Bianca Velasquez wasn’t having the best year. She’d rung in New Year’s by herself on the balcony of a royal mansion in Seville while Jose was en route to meet her. His plane had crashed and that had been...well, devastating. She’d never had the opportunity to finish her business with Jose. She’d been mad at him and had said to herself she’d hated him but the truth was he’d been her first love. They had a child together and no matter how many women he slept with while traveling the world on the F1 racing circuit, she...well, she hadn’t been ready for him to leave her so abruptly.

She rubbed the back of her neck as what’s-his-name droned on about a hobby he’d recently taken up. To be honest she had no idea what he was talking about. She’d zoned out a long time ago. And the thing was, he seemed like a nice man. The kind of man who deserved a woman who would engage in conversation with him instead of marking time and eating her dinner and dessert so quickly she gave herself indigestion. But Bianca couldn’t be that woman.

“And I’ve lost you,” he said.

She smiled over at him. He was good-looking and charming, everything she’d normally like in a man. “I’m sorry. This is a case of it really not being you, but me. I’m just...”

He shook his head. “I get it. Your mom mentioned this was a long shot but I couldn’t resist seeing if you were as beautiful in person as you were in your photographs.”

She blushed. She’d been a full-time model by the time she was eighteen and had gotten a contract that had taken her to Paris and launched her career as a supermodel. It had been in Paris where she’d met Jose and fallen for him. But she was older now and no longer felt like that carefree girl. “Those photos were a long time ago.”

“Which photos? I’m talking about the one on your mom’s desk,” he said.

“Oh. This is embarrassing. I am totally not myself tonight,” she said. “I’m sorry to have wasted your time.”

“It wasn’t a waste and if you ever feel like trying this again,” he said, “give me a call.”

He got up and left and she sat there at the table, staring out the windows that led to the golf course. The sun had long since set. She should head home but her son was already in bed and her mom would probably want to grill her about the date. And that wasn’t going to go well.

So instead she signaled her waiter to clear away the dessert dishes and ordered herself a French martini.

“Want some company?”

She glanced up to see Derek Caruthers standing next to her table. He wore his hair short in the back and longer on top; it fell smoothly and neatly over his forehead. When they’d been kids his brownish blond hair had been unruly and wild, much like Derek himself. These days he was a surgeon renowned for his skills in the operating theater.

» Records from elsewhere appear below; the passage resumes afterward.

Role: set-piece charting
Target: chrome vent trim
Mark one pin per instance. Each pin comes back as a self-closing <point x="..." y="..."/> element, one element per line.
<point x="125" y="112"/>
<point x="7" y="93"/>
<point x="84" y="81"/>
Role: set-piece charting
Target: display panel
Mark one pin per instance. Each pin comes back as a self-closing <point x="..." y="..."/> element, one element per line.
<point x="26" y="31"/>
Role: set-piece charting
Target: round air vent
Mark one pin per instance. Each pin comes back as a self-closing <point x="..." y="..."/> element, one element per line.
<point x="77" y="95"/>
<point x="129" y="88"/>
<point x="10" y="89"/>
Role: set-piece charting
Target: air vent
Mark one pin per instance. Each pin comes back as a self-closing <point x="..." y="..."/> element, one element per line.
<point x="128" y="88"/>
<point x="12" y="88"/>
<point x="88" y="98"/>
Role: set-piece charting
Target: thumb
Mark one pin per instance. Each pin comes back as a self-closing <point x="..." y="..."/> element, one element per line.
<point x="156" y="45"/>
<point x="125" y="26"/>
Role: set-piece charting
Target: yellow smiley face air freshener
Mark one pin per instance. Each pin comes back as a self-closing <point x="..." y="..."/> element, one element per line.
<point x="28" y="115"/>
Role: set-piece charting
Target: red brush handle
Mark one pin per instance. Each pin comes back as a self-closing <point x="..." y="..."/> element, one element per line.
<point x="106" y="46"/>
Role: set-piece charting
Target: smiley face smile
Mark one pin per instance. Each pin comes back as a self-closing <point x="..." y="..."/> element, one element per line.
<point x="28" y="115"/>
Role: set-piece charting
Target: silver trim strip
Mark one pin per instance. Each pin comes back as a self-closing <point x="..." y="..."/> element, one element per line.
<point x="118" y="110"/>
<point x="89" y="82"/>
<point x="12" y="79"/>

“I have it on good authority that I am not that charming tonight.”

He pulled out the chair that her date had recently vacated and sat down. “Surely not.”

“It’s true. I was the most awful date. I felt like the worst sort of mean girl.”

He signaled the waiter for a drink, and a moment later he had a highball glass filled with scotch and she had her martini.

“To old friends,” he said.

“To old friends,” she returned the toast, tapping the rim of her glass against his.

“How’d the meeting go today?” she asked. She envied Derek. He had his life together. He knew what he wanted, he always got it and unlike her he seemed happy with his single life.